I want to keep the window seat and the slanting roof top
on Cornell Place, keep it in the basket so I can climb back
lie, watch the sky with handfuls of clouds sliding by
I want to keep the way you said “why do you think you’re crazy?”
I want to keep the puzzlement of that
sweet belief sparkling
floating like golden moats in the sunset
I want belief, a thin film of it like magic dust

I want to carry my children’s laughter, and every single hug
and the brick of anger I lobbed through the glass window of us
I want to keep that, too, to remind me
broken is something to keep, too
But mostly I want to keep those giggles that skipped like stones
across the mirror lake
that shone like a string of lights in a summer garden
I want to keep every purring swirl I ever held
and even the ghost who stood there
watching me heartbeating fast, pretending sleep

It’s my basket. I can keep what I want.

 

––––

The above was written in a twelve-minute fastwrite from a prompt developed by one of my classmates at Amherst Writers & Artist’s Workshop Leader training in Chicago this September. Along with my fellow students, I delved into the AWA method, which you can read more about here. I was drawn to the method, based on the work of Pat Schneider, because of her bedrock belief that every single one of us is born with creative genius, that EVERYONE is a writer/storyteller (regardless of educational level, age, or socio-economic status). Writing that moves us, inspires us, makes us feel, makes us laugh, makes us cry—such writing is the result of connecting to our deepest voices. Our true selves.

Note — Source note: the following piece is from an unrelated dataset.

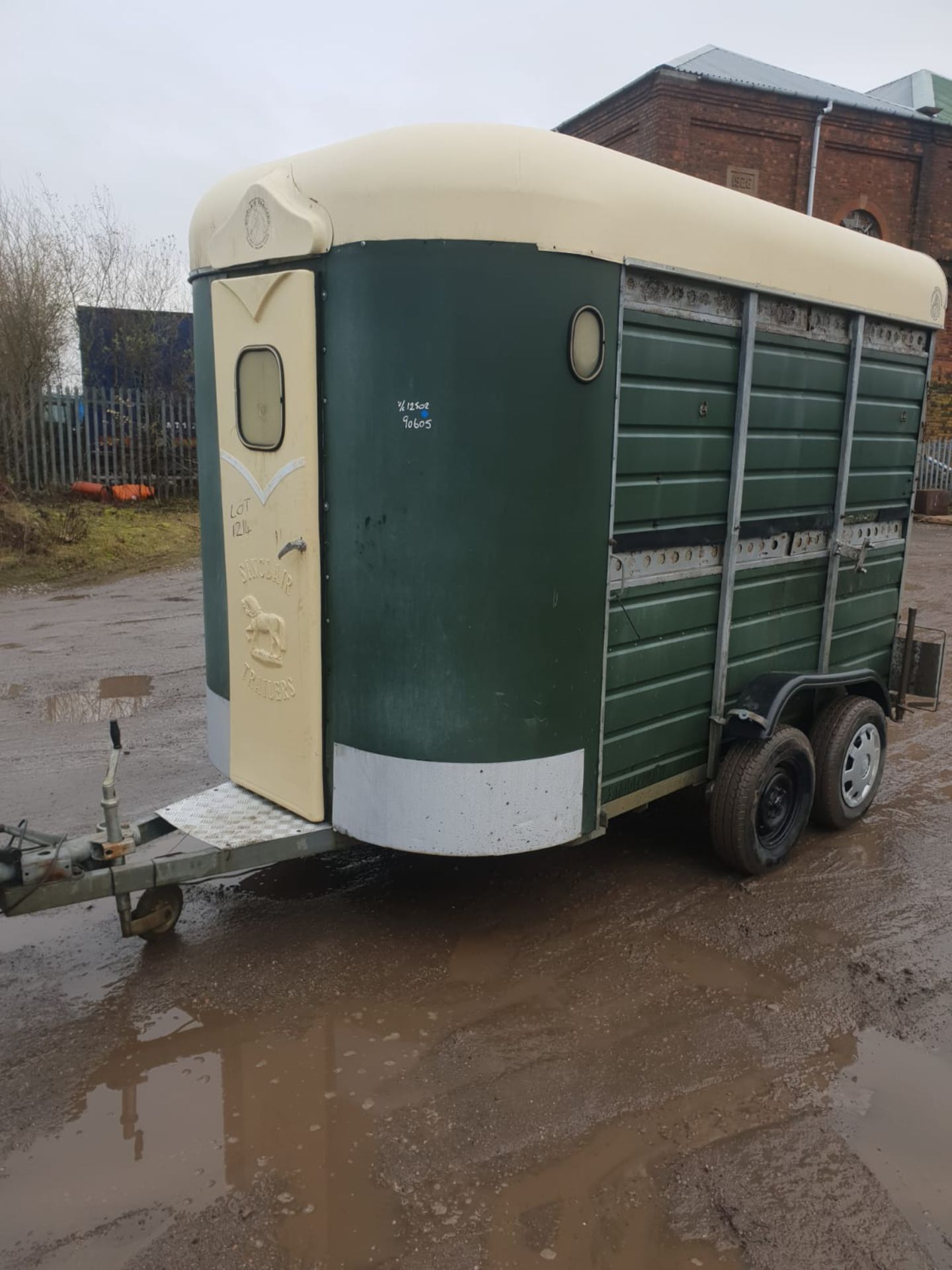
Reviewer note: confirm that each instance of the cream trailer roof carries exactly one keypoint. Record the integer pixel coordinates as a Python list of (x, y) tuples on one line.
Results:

I already knew this to be true—that everyone has within them a unique and creative voice. I learned it from the skilled leaders and community at Cincinnati’s Women Writing for (a) Change, where I found my voice (which I had all but lost) in core classes, workshops, and retreats.

This summer it became clear to me that what I most wanted is to learn ways to unlock that magic for others. All kinds of others. People who aspire to write books, people who have written many books, people who want to write poems, people who don’t think anyone wants to hear their stories, people who think no one is listening, or that no one cares. The act of expression—genuine, authentic expression—is an act of liberation. For me, it is transcendent.

Writing is when I connect to my soul-self.

At AWA training, my classmates and I learned about taking creative risks, about creating an environment that welcomes the seeds of new ideas and allows craft to bloom. It was a transformational week.

I’m happy to say I’m a certified AWA Workshop Leader now!
Tonight I led my first small-but-mighty AWA-method workshop at Clifton Cultural Arts Center.

I think I will put tonight in my basket, and keep that, too.